What it is
Asiento (literally “what settles” or “sediment”) is the unrefined brown residue that collects at the bottom of the pot when pork lard is rendered for carnitas. As the white fat slowly clarifies and rises, browned protein solids, caramelized milk sugars, and concentrated meat drippings sink to the bottom; once the clear lard is poured off, what remains is a thick, dark-tan, intensely savory paste streaked with crispy bits — the asiento (Kennedy 2010; Trilling 1999). It is, functionally, the pork-fat equivalent of beurre noisette plus fond, and the byproduct of every traditional carnitas operation.
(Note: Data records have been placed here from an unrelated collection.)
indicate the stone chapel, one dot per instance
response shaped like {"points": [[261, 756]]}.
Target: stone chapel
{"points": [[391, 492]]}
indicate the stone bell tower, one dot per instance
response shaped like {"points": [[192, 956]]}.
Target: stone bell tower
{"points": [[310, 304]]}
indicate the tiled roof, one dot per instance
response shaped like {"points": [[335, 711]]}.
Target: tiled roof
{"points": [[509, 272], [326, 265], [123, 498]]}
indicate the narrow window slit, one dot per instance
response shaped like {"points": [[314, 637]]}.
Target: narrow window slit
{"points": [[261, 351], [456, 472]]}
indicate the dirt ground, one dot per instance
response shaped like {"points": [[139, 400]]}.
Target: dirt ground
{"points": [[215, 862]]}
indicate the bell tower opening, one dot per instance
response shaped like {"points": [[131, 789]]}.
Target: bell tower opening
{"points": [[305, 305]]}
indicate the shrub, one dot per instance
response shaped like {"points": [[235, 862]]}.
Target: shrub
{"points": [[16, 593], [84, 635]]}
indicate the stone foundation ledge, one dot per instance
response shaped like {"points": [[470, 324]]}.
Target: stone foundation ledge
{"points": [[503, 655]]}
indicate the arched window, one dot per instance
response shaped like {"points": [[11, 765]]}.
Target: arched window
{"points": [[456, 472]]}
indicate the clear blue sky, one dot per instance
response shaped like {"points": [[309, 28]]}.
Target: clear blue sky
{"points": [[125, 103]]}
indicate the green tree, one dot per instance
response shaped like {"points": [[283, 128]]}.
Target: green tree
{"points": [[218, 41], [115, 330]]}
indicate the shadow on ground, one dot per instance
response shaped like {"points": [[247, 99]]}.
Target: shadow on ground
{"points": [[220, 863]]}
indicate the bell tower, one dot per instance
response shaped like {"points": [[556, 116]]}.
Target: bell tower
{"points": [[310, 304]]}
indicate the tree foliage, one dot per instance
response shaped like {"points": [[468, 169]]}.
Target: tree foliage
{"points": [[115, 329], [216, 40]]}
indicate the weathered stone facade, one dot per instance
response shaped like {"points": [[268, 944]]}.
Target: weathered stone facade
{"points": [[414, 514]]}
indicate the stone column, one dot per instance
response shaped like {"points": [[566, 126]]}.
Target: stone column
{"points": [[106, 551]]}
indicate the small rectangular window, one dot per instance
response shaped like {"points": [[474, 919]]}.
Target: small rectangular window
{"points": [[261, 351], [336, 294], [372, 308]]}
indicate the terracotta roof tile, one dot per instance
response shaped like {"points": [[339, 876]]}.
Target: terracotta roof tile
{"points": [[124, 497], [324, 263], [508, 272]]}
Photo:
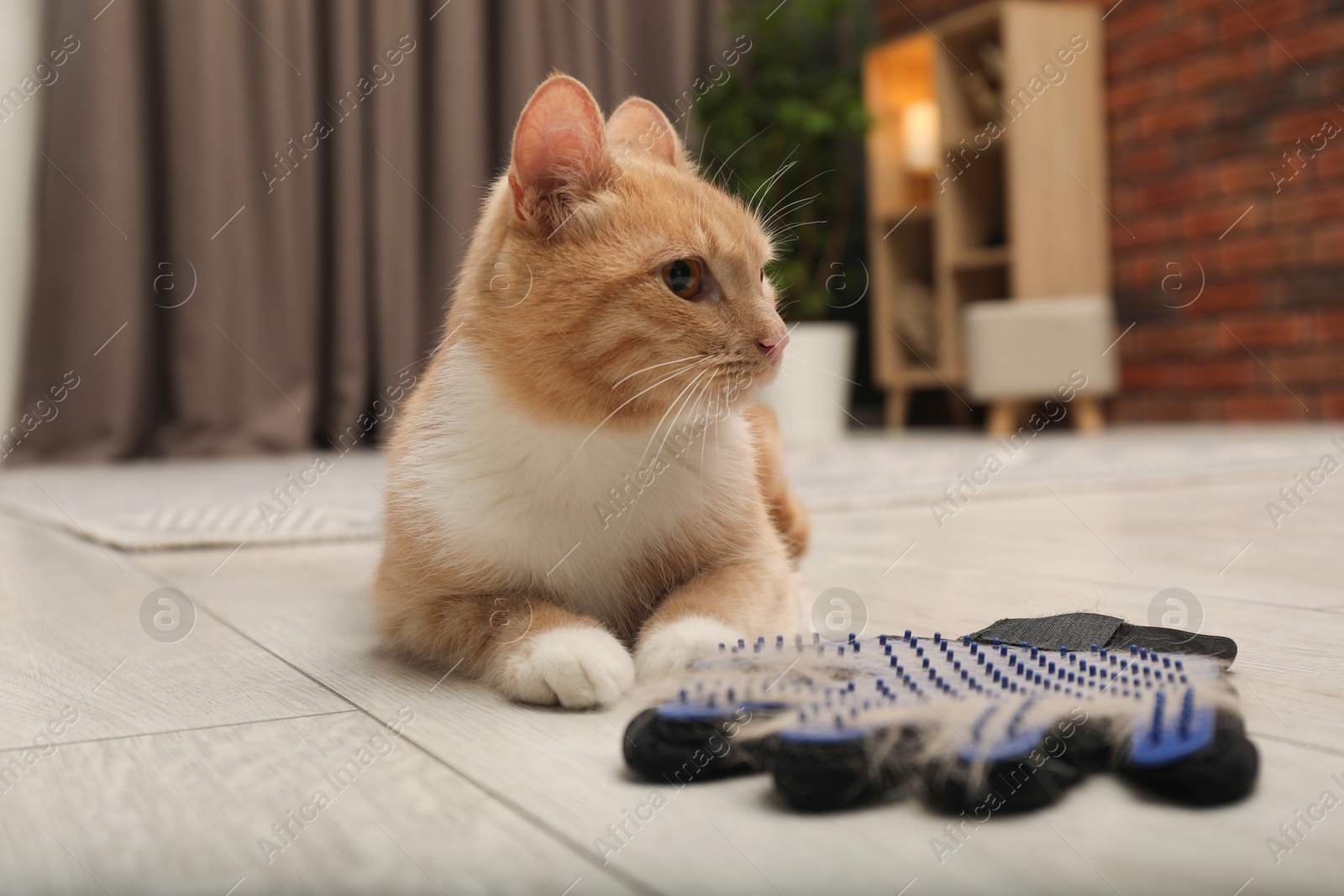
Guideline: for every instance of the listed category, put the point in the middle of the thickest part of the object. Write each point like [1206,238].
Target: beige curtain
[252,211]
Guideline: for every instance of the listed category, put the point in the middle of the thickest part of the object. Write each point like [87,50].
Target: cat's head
[609,278]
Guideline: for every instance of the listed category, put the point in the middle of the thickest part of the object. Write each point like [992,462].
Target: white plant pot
[811,396]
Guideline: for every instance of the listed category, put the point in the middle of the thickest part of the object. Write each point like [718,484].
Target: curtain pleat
[252,211]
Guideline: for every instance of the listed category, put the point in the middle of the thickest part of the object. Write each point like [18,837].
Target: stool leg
[1088,416]
[1003,418]
[897,407]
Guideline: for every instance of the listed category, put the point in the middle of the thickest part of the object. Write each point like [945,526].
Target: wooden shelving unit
[1008,212]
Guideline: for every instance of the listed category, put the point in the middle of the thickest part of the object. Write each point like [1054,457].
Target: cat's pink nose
[774,345]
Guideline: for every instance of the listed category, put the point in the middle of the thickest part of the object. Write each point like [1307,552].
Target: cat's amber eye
[683,277]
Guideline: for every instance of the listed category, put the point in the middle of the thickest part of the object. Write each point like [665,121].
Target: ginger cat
[578,472]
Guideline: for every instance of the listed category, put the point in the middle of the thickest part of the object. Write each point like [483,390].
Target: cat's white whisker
[769,214]
[690,367]
[655,365]
[824,371]
[803,223]
[783,212]
[659,425]
[770,181]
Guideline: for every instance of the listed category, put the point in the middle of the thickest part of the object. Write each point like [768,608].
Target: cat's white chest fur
[566,511]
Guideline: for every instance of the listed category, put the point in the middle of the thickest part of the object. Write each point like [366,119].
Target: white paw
[573,667]
[678,645]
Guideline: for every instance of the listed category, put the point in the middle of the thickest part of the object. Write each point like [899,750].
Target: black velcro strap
[1081,631]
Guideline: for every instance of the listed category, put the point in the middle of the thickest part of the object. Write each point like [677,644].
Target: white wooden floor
[183,755]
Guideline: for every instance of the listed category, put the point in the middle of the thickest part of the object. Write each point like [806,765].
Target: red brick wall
[1202,105]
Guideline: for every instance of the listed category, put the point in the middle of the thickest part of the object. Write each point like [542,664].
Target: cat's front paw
[676,645]
[577,668]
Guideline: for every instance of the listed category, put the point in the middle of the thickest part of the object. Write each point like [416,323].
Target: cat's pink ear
[559,150]
[638,127]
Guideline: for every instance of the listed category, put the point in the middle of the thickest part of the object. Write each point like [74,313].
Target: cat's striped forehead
[691,212]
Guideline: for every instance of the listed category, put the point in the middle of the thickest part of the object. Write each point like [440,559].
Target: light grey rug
[152,506]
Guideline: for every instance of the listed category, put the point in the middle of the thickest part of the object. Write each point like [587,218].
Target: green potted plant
[785,130]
Why it is structural to the tlayuda
The defining first move in building a Oaxacan tlayuda is smearing a thin layer of asiento directly onto the giant (30+ cm) toasted tortilla — before the beans, before the quesillo, before the meat. The asiento waterproofs the tortilla against the wet toppings, perfumes the whole construction with rendered pork, and replaces the role that lard, butter, oil, or refried beans alone would play in other Mexican antojitos. Lopez (2019) calls it “the soul of the tlayuda”; Esparza (2018) writes that a tlayuda built without asiento “isn’t a tlayuda — it’s a giant tostada.” It also appears as a base spread for memelas and as a flavor-builder folded into pots of beans and amarillo moles.
Regional name variants
In some Oaxacan and Pueblan villages the same residue is called asiento de chicharrón (when scraped from the chicharrón pot rather than the carnitas pot), and Kennedy (2010) records the term manteca asentada in northern Oaxacan towns. The word asiento without qualifier is unambiguous in Oaxaca-city and Valles Centrales usage.
How it is sold commercially in LA
Because asiento is a byproduct, it is rarely produced in industrial scale; what reaches LA is artisanal. Guelaguetza Foods retails small glass jars or plastic tubs (typically 8–16 oz) of asiento, distributed through their Olympic Blvd store and select Pico-Union/Koreatown bodegas. Oaxacan importers occasionally bring in tinned asiento from Etla and Tlacolula producers. Mercado Olympic vendors sell house-rendered asiento by the cup on weekends, often alongside fresh chicharrón. Sabores Oaxaqueños (3337 W 8th St) renders its own from in-house carnitas operations and uses it on every tlayuda. Home cooks in LA who render carnitas at home should reserve the dark bottom layer rather than discarding it — it is asiento.